On Fri, 14 Dec 2001 16:39:27 -0500 (EST)
Stephen Smalley <sds@tislabs.com> Stephen Smalley did inscribe thusly:
> function in the hooks.c file. You can patch it to recognize additional
> filesystem types if you wish. However, note that for networked
> or distributed filesystems, this isn't safe, since there is no mechanism
> for coordinating updates to the mapping among the clients.
>
Yes, I understood this, however I can think of a few methods or conventions which could be used to handle this:
In a general read-write distributed environment If (1) above is established, then I think the outstanding problem is what happens if a client *changes* the PSID, invalidating the SID's of other clients.
I can think of 2 ways of handling this:
The first would be to enforce a policy that prohibits *changes* of SID / context to objects in the distributed filesystem.
The second (far more involved) would be to use the AFS client-callback to syncronize dynamic changes to persistent data files. Clearly this would be a large project, requiring mods to (at minimum) afsd and the client module; and on the server side, the fileserver, and possibly volserver, volume location server.
AFS would present some other challenges, psid data would probably not be best stored in the /afs directory, as that is usually RO.

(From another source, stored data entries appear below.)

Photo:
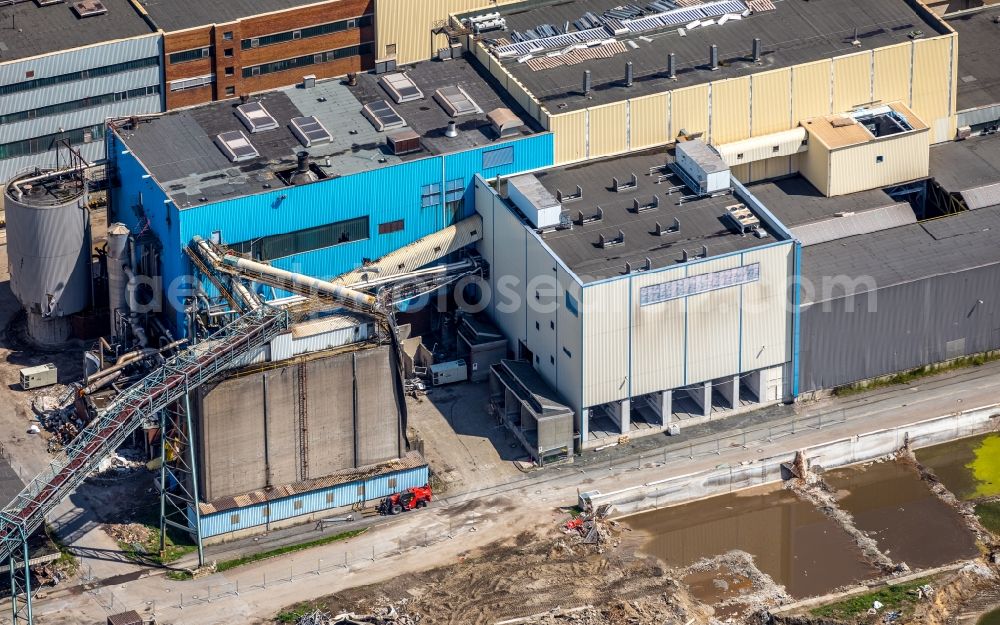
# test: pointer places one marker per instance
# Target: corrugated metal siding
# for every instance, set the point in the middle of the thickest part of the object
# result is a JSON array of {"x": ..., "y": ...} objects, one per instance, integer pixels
[
  {"x": 730, "y": 110},
  {"x": 570, "y": 130},
  {"x": 606, "y": 317},
  {"x": 343, "y": 495},
  {"x": 911, "y": 325},
  {"x": 852, "y": 84},
  {"x": 904, "y": 157},
  {"x": 607, "y": 130},
  {"x": 658, "y": 336},
  {"x": 810, "y": 90},
  {"x": 932, "y": 100},
  {"x": 689, "y": 110},
  {"x": 648, "y": 121},
  {"x": 767, "y": 309},
  {"x": 892, "y": 73},
  {"x": 771, "y": 102},
  {"x": 713, "y": 326},
  {"x": 79, "y": 59}
]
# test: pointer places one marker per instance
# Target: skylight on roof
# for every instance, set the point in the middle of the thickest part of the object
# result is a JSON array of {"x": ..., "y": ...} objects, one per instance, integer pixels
[
  {"x": 401, "y": 87},
  {"x": 381, "y": 114},
  {"x": 310, "y": 131},
  {"x": 236, "y": 146},
  {"x": 255, "y": 117},
  {"x": 455, "y": 101}
]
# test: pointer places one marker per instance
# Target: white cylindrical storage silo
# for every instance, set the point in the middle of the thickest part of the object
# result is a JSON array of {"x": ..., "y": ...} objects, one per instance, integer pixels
[{"x": 49, "y": 250}]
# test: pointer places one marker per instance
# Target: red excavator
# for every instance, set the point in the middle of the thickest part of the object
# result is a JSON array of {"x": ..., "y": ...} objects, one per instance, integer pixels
[{"x": 416, "y": 497}]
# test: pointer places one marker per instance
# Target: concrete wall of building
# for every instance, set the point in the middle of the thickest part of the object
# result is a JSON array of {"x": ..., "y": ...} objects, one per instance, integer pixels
[
  {"x": 227, "y": 58},
  {"x": 899, "y": 327},
  {"x": 253, "y": 432},
  {"x": 921, "y": 74},
  {"x": 138, "y": 62}
]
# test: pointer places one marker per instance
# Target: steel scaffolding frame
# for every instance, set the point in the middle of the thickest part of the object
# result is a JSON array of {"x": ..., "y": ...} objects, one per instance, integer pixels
[{"x": 232, "y": 346}]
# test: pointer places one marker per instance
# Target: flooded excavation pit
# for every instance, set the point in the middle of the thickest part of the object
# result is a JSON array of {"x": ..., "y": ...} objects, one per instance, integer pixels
[
  {"x": 968, "y": 467},
  {"x": 891, "y": 504},
  {"x": 789, "y": 539}
]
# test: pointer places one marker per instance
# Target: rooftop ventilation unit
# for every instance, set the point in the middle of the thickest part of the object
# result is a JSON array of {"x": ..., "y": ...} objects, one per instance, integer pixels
[
  {"x": 310, "y": 131},
  {"x": 401, "y": 88},
  {"x": 456, "y": 102},
  {"x": 381, "y": 114},
  {"x": 236, "y": 146},
  {"x": 255, "y": 117},
  {"x": 89, "y": 8}
]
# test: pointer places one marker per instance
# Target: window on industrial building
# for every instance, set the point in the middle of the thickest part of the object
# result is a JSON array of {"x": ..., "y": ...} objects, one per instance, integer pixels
[
  {"x": 312, "y": 59},
  {"x": 498, "y": 158},
  {"x": 95, "y": 72},
  {"x": 76, "y": 105},
  {"x": 571, "y": 305},
  {"x": 390, "y": 226},
  {"x": 305, "y": 33},
  {"x": 45, "y": 143},
  {"x": 190, "y": 55},
  {"x": 301, "y": 241},
  {"x": 430, "y": 195}
]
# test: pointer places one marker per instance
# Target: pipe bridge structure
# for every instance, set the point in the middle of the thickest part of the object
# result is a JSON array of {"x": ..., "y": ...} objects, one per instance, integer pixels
[{"x": 146, "y": 400}]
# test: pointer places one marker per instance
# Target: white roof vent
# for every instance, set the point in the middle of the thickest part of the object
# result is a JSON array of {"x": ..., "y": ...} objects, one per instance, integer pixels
[
  {"x": 89, "y": 8},
  {"x": 455, "y": 101},
  {"x": 401, "y": 87},
  {"x": 236, "y": 146},
  {"x": 255, "y": 117},
  {"x": 310, "y": 131}
]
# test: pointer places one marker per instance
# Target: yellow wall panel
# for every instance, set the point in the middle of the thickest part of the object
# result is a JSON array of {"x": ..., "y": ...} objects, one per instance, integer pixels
[
  {"x": 771, "y": 96},
  {"x": 689, "y": 110},
  {"x": 932, "y": 84},
  {"x": 648, "y": 121},
  {"x": 569, "y": 136},
  {"x": 810, "y": 90},
  {"x": 892, "y": 74},
  {"x": 852, "y": 85},
  {"x": 606, "y": 129},
  {"x": 730, "y": 110}
]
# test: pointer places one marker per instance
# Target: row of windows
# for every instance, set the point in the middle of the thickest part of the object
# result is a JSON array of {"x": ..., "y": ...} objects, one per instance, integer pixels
[
  {"x": 48, "y": 142},
  {"x": 75, "y": 105},
  {"x": 300, "y": 241},
  {"x": 312, "y": 59},
  {"x": 190, "y": 55},
  {"x": 95, "y": 72},
  {"x": 305, "y": 33}
]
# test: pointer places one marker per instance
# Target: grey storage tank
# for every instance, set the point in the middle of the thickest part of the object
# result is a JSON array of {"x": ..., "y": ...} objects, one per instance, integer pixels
[{"x": 48, "y": 247}]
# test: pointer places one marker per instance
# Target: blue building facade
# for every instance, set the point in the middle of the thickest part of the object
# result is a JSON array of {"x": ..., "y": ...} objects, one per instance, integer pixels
[{"x": 387, "y": 208}]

AFS provides persistent and consistent inodes to clients in at least the standard operation, I believe that this remains true even for volumes moved dynamically between fileservers and for backup volumes.
In poking about this and journalling filesystems I observed the following
SELinux (or the 'setfiles program) will dynamically map SID's to an r/w filesystem which is not recognized by hooks.c
A filesystem mounted r/o will will read ...security and report file contexts as they were written when the filesystem was mounted r/w.
I haven't tried to create this, however it looks like an iso9660 CDROM should be able to transport PSID-labelled data between SELinux systems. Is this correct?
Would it make sense to add logic to SELinux (or LSM) to look use a digital signature on security label data (...security/*) when accessing readonly optical data?
I think this would provide for a degree of trust in distributing optical medea between SEL systems and an appropriate assurance for maintaining type-enforcement on same. An obvious candidate would be system file signatures generated by Tripwire or similar integrity checking systems.